Much of the gas will be earmarked for Oman's proposed liquefied natural gas export project, which just clinched the world's biggest LNG supply contract.
Shell said the development project will involve Saih Rawl, Barik, and Saih Nihayda gas fields in Central Oman and construction of a gas processing plant at Saih Rawl, a gathering station at Barik, and a 356 km pipeline to the coast.
Construction work is expected to start in mid-1997 and be completed in April 1999. Funding will be provided by PDO, in which Shell has an 85% shareholding.
LNG supply deal
Oman's LNG project, with capacity to export 6.6 million metric tons/year of LNG, landed an accord with Korean Gas Corp. that sets a world record.

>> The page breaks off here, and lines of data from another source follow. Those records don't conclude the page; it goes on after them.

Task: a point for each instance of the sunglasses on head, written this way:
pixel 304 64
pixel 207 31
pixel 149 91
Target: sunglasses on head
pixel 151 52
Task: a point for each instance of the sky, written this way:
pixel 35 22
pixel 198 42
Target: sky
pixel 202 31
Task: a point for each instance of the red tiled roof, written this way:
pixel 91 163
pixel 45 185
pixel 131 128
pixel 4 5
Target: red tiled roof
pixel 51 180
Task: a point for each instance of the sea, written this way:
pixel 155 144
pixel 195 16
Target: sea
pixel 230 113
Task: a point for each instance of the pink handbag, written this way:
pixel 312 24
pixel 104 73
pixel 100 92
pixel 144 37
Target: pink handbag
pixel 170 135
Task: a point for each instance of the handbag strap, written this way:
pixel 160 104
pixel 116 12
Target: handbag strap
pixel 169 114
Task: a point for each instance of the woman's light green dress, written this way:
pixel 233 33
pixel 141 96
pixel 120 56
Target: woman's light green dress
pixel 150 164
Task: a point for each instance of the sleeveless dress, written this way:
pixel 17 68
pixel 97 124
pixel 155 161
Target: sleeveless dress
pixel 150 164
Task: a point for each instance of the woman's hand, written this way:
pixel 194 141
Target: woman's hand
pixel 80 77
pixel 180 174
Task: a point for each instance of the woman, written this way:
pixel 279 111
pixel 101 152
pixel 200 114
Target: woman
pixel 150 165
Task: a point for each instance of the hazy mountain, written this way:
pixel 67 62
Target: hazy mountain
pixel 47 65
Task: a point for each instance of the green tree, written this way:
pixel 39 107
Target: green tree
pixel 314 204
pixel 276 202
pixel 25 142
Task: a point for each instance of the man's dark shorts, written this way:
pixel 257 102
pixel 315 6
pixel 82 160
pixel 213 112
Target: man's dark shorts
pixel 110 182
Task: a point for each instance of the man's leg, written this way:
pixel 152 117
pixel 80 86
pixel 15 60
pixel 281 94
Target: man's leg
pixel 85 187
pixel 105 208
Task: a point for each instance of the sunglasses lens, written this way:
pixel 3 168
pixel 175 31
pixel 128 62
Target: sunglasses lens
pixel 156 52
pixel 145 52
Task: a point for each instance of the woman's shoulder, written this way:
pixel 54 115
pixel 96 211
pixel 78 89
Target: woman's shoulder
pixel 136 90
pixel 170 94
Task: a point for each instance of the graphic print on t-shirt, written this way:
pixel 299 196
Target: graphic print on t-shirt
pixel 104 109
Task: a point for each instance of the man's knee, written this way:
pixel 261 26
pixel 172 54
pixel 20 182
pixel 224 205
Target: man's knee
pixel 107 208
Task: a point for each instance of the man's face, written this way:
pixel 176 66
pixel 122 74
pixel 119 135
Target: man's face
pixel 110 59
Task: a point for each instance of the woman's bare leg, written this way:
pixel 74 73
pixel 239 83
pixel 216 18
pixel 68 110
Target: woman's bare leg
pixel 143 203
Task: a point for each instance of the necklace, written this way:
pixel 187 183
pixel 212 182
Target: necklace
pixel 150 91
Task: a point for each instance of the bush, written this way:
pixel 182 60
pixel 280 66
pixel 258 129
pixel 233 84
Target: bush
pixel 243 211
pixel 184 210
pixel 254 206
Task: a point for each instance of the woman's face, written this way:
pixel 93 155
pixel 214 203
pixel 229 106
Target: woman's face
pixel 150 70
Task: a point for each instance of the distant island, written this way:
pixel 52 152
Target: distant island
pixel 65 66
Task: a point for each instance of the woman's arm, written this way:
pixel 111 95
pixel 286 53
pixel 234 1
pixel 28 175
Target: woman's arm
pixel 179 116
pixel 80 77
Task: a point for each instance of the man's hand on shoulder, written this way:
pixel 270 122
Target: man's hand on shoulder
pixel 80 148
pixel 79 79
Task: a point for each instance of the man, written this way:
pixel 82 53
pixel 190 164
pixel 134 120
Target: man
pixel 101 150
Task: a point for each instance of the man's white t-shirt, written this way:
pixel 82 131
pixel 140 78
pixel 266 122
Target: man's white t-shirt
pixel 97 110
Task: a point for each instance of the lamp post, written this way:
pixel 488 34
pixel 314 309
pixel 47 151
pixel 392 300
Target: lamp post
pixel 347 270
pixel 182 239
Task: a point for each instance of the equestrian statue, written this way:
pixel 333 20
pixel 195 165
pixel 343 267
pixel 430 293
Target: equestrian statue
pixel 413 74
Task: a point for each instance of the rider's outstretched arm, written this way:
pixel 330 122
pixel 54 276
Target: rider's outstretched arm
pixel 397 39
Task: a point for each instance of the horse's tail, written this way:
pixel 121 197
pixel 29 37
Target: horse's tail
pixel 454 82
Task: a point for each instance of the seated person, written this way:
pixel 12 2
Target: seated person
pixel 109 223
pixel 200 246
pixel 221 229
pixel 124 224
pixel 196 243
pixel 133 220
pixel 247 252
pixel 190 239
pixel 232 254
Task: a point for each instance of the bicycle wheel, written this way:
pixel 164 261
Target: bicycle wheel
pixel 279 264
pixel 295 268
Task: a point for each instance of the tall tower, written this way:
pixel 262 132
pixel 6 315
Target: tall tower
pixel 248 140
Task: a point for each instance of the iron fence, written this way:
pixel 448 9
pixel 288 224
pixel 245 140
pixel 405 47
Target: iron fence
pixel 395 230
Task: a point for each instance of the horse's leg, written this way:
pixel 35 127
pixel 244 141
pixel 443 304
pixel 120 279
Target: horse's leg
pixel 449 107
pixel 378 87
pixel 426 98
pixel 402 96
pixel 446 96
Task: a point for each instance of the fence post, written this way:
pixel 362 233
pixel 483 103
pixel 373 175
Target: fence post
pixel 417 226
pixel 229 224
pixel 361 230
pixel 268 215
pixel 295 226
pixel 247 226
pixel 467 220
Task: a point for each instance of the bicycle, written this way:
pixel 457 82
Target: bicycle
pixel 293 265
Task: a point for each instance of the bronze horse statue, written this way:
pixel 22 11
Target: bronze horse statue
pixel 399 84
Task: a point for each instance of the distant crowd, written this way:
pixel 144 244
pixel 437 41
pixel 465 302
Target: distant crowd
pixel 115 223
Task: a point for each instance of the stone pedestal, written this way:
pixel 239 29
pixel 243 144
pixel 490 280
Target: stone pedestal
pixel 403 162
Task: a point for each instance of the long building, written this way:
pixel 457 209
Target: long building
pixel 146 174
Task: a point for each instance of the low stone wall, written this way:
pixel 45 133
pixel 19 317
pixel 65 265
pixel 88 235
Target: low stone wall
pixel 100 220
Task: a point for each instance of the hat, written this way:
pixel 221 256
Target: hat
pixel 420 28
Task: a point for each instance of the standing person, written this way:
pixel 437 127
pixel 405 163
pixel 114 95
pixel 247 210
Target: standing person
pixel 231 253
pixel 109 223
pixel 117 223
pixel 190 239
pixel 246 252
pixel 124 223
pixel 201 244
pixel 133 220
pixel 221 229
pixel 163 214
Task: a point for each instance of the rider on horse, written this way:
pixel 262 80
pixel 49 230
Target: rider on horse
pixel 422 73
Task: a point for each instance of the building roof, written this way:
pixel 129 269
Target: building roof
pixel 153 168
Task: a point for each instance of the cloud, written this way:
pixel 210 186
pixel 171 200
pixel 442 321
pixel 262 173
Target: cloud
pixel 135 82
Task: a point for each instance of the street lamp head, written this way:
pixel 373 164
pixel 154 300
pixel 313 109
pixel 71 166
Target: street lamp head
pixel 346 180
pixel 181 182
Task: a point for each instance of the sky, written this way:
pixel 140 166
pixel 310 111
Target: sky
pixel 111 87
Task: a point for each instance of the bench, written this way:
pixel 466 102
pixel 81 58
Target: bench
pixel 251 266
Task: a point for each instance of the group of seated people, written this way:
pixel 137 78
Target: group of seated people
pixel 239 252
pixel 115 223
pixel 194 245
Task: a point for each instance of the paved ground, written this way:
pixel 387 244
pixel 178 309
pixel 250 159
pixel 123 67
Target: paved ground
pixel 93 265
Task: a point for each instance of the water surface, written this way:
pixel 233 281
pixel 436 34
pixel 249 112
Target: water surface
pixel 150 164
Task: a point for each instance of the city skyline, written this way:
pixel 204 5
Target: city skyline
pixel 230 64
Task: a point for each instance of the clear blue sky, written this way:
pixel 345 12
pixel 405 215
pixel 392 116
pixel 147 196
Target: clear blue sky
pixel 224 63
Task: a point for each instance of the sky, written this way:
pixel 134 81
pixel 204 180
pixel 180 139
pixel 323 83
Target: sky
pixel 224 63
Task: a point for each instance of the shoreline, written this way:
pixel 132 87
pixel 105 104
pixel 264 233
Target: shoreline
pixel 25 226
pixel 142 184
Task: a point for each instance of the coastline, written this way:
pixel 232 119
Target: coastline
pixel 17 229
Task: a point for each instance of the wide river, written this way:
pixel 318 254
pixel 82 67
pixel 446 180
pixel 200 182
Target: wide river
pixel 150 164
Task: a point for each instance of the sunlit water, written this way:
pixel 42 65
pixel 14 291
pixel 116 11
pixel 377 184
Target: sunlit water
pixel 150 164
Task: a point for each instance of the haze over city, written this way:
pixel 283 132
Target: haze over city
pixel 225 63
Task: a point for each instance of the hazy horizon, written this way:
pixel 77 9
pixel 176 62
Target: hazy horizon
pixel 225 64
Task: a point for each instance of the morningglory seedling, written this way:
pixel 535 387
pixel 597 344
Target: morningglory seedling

Shell, a 34% equity interest owner in the LNG project, said the deal calls for 4.1 million metric tons/year of LNG to be delivered to South Korea for 25 years beginning in 2000.
Middle East Economic Survey (MEES) said the Omani government has allocated about 7 tcf of proven gas reserves to the South Korean LNG contract.
MEES described the contract as a major advance in the sultanate's efforts to diversify its revenue sources away from its current reliance on crude oil.
MEES said Oman LNG is nearing completion of a second LNG sales contract with Petroleum Authority of Thailand.
That deal is likely to involve 1 million metric tons/year to be exported to Thailand beginning in 2003, rising to 1.7-2.5 million metric tons/year in 2005.